Resilience is also grounded in local ownership – with further enormous implications for EU foreign policy engagement. It implies an EU foreign policy which is ‘open to learning’ (Juncos 2016:6) and which is predicated upon such listening and learning being a two-way street in which EU foreign policy actors speak ‘with’ rather than ‘to’ their interlocutors. This would require a virtual volte face in the Union’s approach to diplomacy, with a massive investment in personnel, their training and language skills and the development of the highest quality diplomatic reporting skills. This would be fine-grained diplomacy at its zenith.
Local ownership also suggests that foreign policy is tailored to local conditions and needs – a significant challenge to a foreign policy actor with a traditionally ‘universalist’ approach. Again, if pursued seriously, this suggests a major shift in the Union’s still-nascent diplomatic model. Tailoring suggests not only the aforementioned openness to listening and learning, but the capacity to then adapt overarching policy goals to these local needs and to craft foreign policy practice at the micro-level. This obviously generates the risk of policy divergence and inconsistency as between specific cases but also holds out the prospect of genuine empowerment of local actors and forging substantive and long-lasting partnerships (Schmidt 2015: 416).

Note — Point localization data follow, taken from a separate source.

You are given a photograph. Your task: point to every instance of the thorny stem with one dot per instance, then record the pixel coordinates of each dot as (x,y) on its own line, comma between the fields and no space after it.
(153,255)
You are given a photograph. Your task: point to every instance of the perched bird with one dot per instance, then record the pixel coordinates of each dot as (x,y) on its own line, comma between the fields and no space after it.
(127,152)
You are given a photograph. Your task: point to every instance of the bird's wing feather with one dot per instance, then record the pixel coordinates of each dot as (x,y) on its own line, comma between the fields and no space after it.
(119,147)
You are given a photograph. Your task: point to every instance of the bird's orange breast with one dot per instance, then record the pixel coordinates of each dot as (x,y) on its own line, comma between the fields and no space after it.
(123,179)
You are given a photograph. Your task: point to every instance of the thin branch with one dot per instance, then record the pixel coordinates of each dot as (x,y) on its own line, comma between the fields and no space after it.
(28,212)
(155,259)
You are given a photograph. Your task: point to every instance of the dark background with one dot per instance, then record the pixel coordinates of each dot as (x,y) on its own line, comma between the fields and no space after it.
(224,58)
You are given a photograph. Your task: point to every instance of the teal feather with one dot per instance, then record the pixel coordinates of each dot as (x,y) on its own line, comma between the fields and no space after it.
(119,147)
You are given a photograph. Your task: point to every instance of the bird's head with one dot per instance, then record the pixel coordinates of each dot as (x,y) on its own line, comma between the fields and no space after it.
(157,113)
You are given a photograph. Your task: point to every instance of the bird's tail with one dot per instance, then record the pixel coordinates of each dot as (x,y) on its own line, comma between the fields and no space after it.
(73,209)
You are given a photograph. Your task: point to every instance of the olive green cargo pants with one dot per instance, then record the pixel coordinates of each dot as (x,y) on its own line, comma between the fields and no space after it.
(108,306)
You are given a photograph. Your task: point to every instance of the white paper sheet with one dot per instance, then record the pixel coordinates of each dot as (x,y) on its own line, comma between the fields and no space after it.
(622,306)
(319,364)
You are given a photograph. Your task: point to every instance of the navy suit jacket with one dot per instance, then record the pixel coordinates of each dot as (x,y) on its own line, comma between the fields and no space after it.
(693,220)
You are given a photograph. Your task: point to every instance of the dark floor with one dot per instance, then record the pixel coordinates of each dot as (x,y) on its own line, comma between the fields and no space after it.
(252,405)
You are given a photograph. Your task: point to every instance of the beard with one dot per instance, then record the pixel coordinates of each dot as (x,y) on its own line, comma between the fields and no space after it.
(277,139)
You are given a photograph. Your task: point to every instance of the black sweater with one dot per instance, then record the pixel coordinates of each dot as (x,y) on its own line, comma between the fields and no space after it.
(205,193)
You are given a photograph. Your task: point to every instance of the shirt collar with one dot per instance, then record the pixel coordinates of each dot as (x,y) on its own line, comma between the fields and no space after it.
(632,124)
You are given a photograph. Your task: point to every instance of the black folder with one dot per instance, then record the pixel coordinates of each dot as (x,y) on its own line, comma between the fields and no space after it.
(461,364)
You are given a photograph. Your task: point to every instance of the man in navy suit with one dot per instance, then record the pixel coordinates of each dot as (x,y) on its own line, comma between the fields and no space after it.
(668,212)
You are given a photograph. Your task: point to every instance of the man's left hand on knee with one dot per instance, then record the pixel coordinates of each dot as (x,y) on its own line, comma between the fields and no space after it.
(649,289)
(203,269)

As has only been briefly touched on above, resilience has the potential to be a transformative concept in the design and pursuit of EU foreign policy. It also has significant challenges, not least (as within the justice as mutual recognition model) where there is profound disagreement or stark choices to be made over foundational principles. Compromise is the root of both diplomacy and politics but can dialogue and learning entertain violence being done to cherished values and norms? Resilience opens pathways to perhaps a very different kind of EU foreign policy, it certainly does not imply – perhaps even heightens the risk – of very difficult choices having to be made. With that caveat, however, the concept has tremendous potential and may yet itself prove to be more resilient than the many empty/ambiguous foreign policy concepts deployed in the past.

Ben Tonra
UCD School of Politics and International Relations

Biscop, Sven. “The EU global strategy: realpolitik with European characteristics.” Security policy brief 75 (2016).
Eriksen, Erik O. “Three Conceptions of Global Political Justice” GLOBUS Research Paper 1/2016, http://www.globus.uio.no/publications/globus-research-papers/2016/2016-01-globus-research-paper-eriksen.html accessed 14 February 2017.
Juncos, Ana E. “Resilience as the new EU foreign policy paradigm: a pragmatist turn?.” European Security (2016): 1-18.
Schmidt, Jessica. “Intuitively neoliberal? Towards a critical understanding of resilience governance.” European journal of international relations 21, no. 2 (2015): 402-426.
Wagner, Wolfgang, and Rosanne Anholt. “Resilience as the EU Global Strategy’s new leitmotif: pragmatic, problematic or promising?.” Contemporary security policy 37, no. 3 (2016): 414-430.